Generalization of Neural Networks: A Hessian View
Expeditions in Experiential AI seminar with Hongyang Zhang
Abstract
The generalization property of neural networks is a central issue in understanding their learning capabilities and limitations. Researchers often focus on a specific neural network model, analyzing its sample complexity through a learning algorithm like SGD. Despite these studies, it's uncertain whether these insights hold for more complex data distributions and larger neural networks, such as foundation models. A complementary approach suitable for complex data and large models would be beneficial.

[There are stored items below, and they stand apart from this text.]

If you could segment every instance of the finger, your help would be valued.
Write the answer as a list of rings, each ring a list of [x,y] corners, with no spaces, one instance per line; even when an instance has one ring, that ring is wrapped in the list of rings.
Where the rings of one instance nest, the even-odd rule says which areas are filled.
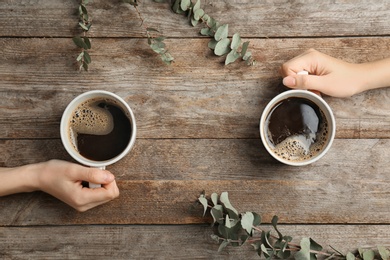
[[[326,76],[292,75],[283,78],[283,84],[289,88],[310,89],[326,93],[329,82]]]
[[[78,194],[73,207],[78,211],[86,211],[98,205],[107,203],[119,196],[119,189],[115,181],[103,185],[101,189],[83,188]]]
[[[108,184],[114,181],[115,176],[107,170],[80,166],[72,172],[72,178],[77,181]]]

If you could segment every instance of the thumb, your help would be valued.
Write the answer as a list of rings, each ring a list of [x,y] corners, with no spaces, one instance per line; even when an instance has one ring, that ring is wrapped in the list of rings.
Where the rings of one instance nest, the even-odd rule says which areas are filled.
[[[109,184],[115,180],[115,176],[107,170],[86,168],[85,171],[80,171],[78,179],[97,184]]]
[[[329,87],[324,76],[316,75],[291,75],[283,78],[283,85],[289,88],[317,90],[319,92],[327,92]]]

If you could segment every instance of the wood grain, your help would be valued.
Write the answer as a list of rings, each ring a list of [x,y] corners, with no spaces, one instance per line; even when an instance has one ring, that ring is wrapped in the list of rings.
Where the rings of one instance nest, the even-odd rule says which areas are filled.
[[[78,29],[78,1],[16,0],[0,5],[0,36],[73,37]],[[183,15],[167,3],[140,1],[137,11],[120,0],[90,2],[92,37],[145,37],[145,26],[159,29],[167,37],[199,37],[201,26],[193,28]],[[353,1],[222,1],[205,0],[202,7],[221,23],[228,23],[230,35],[243,37],[316,37],[390,34],[386,0]]]
[[[251,41],[257,65],[225,67],[207,40],[188,41],[167,41],[176,62],[166,66],[143,40],[95,40],[91,70],[79,73],[70,40],[0,39],[0,138],[58,138],[67,103],[91,89],[126,99],[139,138],[257,138],[262,110],[285,90],[278,70],[286,60],[315,46],[351,62],[390,52],[387,38],[260,39]],[[325,99],[336,116],[337,138],[390,137],[390,89]]]
[[[269,226],[263,226],[271,230]],[[279,225],[294,243],[311,237],[346,254],[389,246],[389,225]],[[249,244],[218,253],[208,225],[0,227],[0,257],[10,259],[260,259]]]

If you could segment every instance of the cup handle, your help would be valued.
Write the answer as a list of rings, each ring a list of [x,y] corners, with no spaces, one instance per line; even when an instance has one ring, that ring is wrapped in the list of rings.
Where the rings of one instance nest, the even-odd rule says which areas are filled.
[[[96,167],[96,168],[99,168],[100,170],[105,170],[106,166],[100,166],[100,167]],[[102,185],[101,184],[97,184],[97,183],[88,182],[88,187],[90,189],[96,189],[96,188],[101,188]]]

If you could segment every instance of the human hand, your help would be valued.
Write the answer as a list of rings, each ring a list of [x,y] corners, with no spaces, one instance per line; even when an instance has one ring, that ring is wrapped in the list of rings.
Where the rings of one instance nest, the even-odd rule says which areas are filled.
[[[307,71],[310,75],[297,75]],[[287,61],[281,67],[283,84],[290,88],[319,91],[329,96],[348,97],[364,90],[364,66],[333,58],[314,49]]]
[[[111,201],[119,196],[115,177],[109,171],[78,164],[50,160],[37,164],[38,189],[51,194],[82,212]],[[102,184],[101,188],[83,187],[82,181]]]

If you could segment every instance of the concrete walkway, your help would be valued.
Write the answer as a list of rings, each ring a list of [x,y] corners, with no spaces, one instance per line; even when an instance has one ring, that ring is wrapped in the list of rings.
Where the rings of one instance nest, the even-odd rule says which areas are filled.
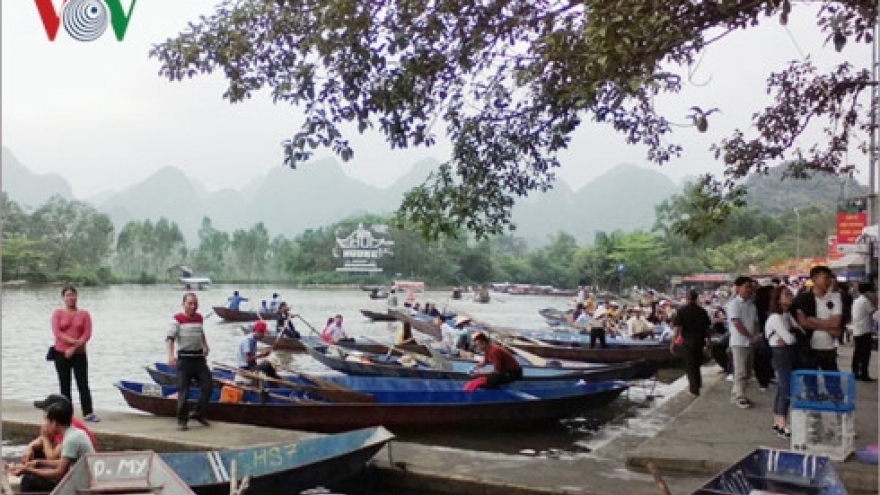
[[[842,369],[849,368],[849,352],[851,348],[842,349]],[[873,364],[876,373],[876,353]],[[586,442],[589,453],[548,458],[395,441],[376,457],[365,483],[459,495],[660,495],[652,477],[643,470],[653,462],[673,494],[690,493],[757,446],[787,446],[787,441],[770,431],[773,389],[763,394],[753,391],[755,408],[736,409],[728,402],[728,382],[715,370],[714,365],[704,367],[707,383],[700,398],[690,398],[679,384],[682,386],[674,388],[680,393],[634,417],[623,418],[615,425],[621,434],[604,440],[600,433]],[[859,382],[857,394],[860,447],[877,443],[877,385]],[[40,414],[32,404],[4,400],[2,414],[4,439],[23,442],[37,435]],[[104,450],[231,448],[313,435],[218,422],[209,428],[193,424],[189,431],[178,432],[170,418],[139,412],[98,411],[98,415],[102,421],[93,430]],[[646,429],[633,427],[652,421],[666,426],[650,438],[640,436]],[[851,494],[877,493],[876,466],[850,460],[839,463],[839,472]]]
[[[851,346],[839,348],[838,365],[850,369]],[[878,356],[871,357],[871,376],[877,377]],[[708,371],[711,369],[711,371]],[[789,440],[777,437],[773,425],[773,400],[776,389],[757,390],[752,383],[751,409],[741,410],[730,404],[731,383],[718,374],[716,365],[703,368],[708,386],[698,399],[681,412],[654,438],[626,456],[627,465],[644,468],[653,462],[661,471],[711,475],[730,466],[758,446],[789,448]],[[708,372],[707,372],[708,371]],[[711,376],[709,376],[711,375]],[[856,449],[877,441],[877,382],[856,382]],[[877,466],[862,464],[851,456],[835,463],[838,474],[849,490],[877,493]]]

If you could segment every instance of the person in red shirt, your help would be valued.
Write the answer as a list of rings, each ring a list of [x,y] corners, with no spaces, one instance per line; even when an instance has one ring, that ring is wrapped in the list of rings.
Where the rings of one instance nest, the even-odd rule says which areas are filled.
[[[37,409],[42,409],[44,412],[49,408],[52,404],[56,404],[59,402],[70,402],[67,400],[67,397],[60,394],[49,394],[43,400],[34,401],[34,407]],[[98,451],[98,442],[95,440],[95,435],[92,434],[92,431],[89,430],[88,426],[85,425],[82,421],[77,418],[72,418],[70,420],[70,426],[82,430],[83,433],[89,436],[89,440],[92,443],[92,448],[95,449],[95,452]],[[45,425],[40,428],[40,436],[35,438],[28,446],[24,449],[24,452],[21,455],[21,462],[27,463],[33,459],[47,459],[53,460],[61,457],[61,436],[60,435],[49,435],[47,430],[45,429]]]
[[[474,372],[478,372],[487,364],[491,364],[493,368],[491,372],[478,373],[485,376],[486,388],[498,388],[505,383],[522,378],[522,366],[519,365],[516,358],[507,349],[489,342],[489,337],[483,332],[474,333],[473,341],[477,352],[483,353],[483,360],[474,367]]]

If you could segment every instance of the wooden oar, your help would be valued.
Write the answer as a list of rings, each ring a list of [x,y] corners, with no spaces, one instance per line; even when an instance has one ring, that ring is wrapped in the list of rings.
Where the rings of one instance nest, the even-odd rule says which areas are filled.
[[[352,389],[345,387],[343,385],[340,385],[338,383],[334,383],[334,382],[327,381],[327,380],[322,380],[321,378],[318,378],[314,375],[309,375],[309,374],[303,373],[302,371],[295,370],[295,369],[290,368],[288,366],[283,366],[283,365],[279,364],[277,366],[277,368],[282,371],[286,371],[287,373],[290,373],[292,375],[296,375],[296,376],[298,376],[308,382],[315,384],[315,386],[318,386],[321,388],[329,388],[329,389],[333,389],[333,390],[340,390],[340,391],[351,392],[351,393],[359,393],[356,390],[352,390]]]
[[[278,378],[270,378],[267,376],[263,376],[259,373],[253,373],[251,371],[243,370],[241,368],[230,366],[228,364],[223,363],[212,363],[214,367],[218,369],[225,369],[227,371],[231,371],[238,375],[241,375],[246,378],[250,378],[253,380],[259,380],[261,385],[263,383],[274,383],[276,385],[281,385],[283,387],[292,388],[294,390],[302,390],[305,392],[310,392],[318,397],[321,397],[330,402],[375,402],[375,397],[372,394],[365,394],[362,392],[356,392],[354,390],[349,390],[344,387],[321,387],[321,386],[312,386],[312,385],[300,385],[298,383],[293,383],[288,380],[280,380]],[[335,385],[335,384],[334,384]],[[341,388],[341,390],[340,390]]]
[[[302,320],[302,322],[305,323],[307,327],[309,327],[309,330],[311,330],[312,333],[314,333],[318,337],[321,337],[321,332],[315,330],[315,327],[313,327],[311,323],[307,322],[306,319],[302,317],[302,315],[296,315],[296,317]]]
[[[392,350],[399,352],[400,354],[402,354],[404,356],[409,356],[409,357],[415,359],[416,361],[418,361],[419,363],[424,364],[425,366],[429,366],[432,369],[439,369],[439,367],[437,366],[437,363],[432,361],[431,358],[429,358],[429,357],[422,356],[421,354],[416,354],[414,352],[403,350],[393,344],[392,345],[383,344],[382,342],[378,342],[375,339],[371,339],[369,337],[361,336],[361,338],[368,341],[368,342],[372,342],[374,344],[385,345],[385,346],[391,348]]]
[[[525,359],[532,366],[540,366],[542,368],[547,367],[547,359],[538,356],[537,354],[532,354],[531,352],[524,351],[522,349],[517,349],[516,347],[505,345],[504,346],[510,352],[516,354],[517,356]]]

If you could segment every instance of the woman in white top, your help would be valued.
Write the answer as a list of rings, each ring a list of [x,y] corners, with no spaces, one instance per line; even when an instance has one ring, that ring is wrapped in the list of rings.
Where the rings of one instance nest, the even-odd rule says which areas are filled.
[[[770,316],[764,324],[764,336],[773,351],[773,371],[776,373],[776,401],[773,404],[773,431],[783,438],[791,437],[788,429],[788,409],[791,405],[790,381],[794,367],[797,342],[794,333],[794,319],[788,312],[791,307],[792,294],[788,287],[782,285],[770,293]]]

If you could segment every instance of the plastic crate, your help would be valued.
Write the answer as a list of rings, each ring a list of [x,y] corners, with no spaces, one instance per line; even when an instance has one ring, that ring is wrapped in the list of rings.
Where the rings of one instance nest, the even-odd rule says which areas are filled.
[[[849,412],[856,408],[852,373],[799,370],[791,374],[791,408]]]
[[[792,409],[791,450],[843,461],[855,451],[855,413]]]

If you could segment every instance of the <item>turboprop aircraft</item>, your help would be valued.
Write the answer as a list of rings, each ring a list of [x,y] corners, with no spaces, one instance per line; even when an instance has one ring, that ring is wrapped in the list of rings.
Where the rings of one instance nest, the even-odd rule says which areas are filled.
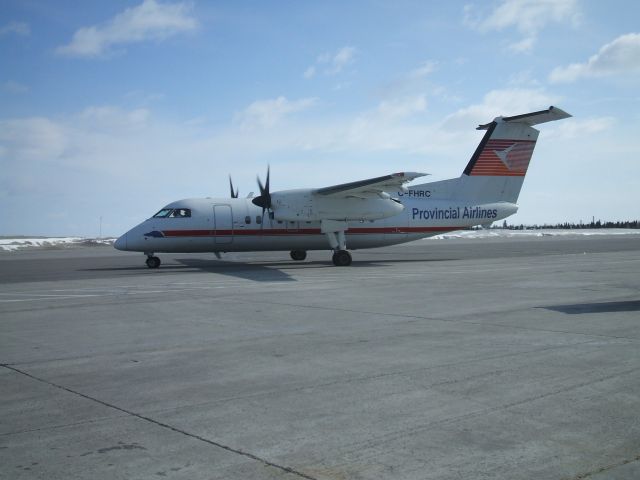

In a presentation, Hongyang 'Ryan' Zhang will introduce a Hessian perspective on this issue. The use of the Hessian in neural networks has roots in early research on second-order methods. During the talk, Zhang will detail a Hessian-based measure of generalization developed through the PAC-Bayes analysis framework, as noted at ICML’22. He will demonstrate how measuring the trace of the Hessian of the loss can provide substantial measures of generalization gaps. This approach also aids in crafting new optimization algorithms to smooth the sharpness of loss surfaces, a topic forthcoming in TMLR’24. Additionally, Zhang will reveal a new spectral-norm generalization bound for graph neural networks, enhancing previous results based on graph distribution's maximum degree, as discussed at AISTATS’23.
Bio
Hongyang Zhang is an assistant professor of computer science at Northeastern University, Boston. His research interests lie at the intersection of machine learning, design and analysis of algorithms, learning theory, data, networks, and language modeling. He received a PhD in Computer Science from Stanford University and a BE in Computer Science from Shanghai Jiao Tong University. He spent about a year as a postdoc in the statistics and data science department at the University of Pennsylvania. He has served as an area chair (and program committee member) for ICML, AISTATS, COLT, ALT, and AAAI, as well as an action editor for the Journal of Data-centric Machine Learning Research.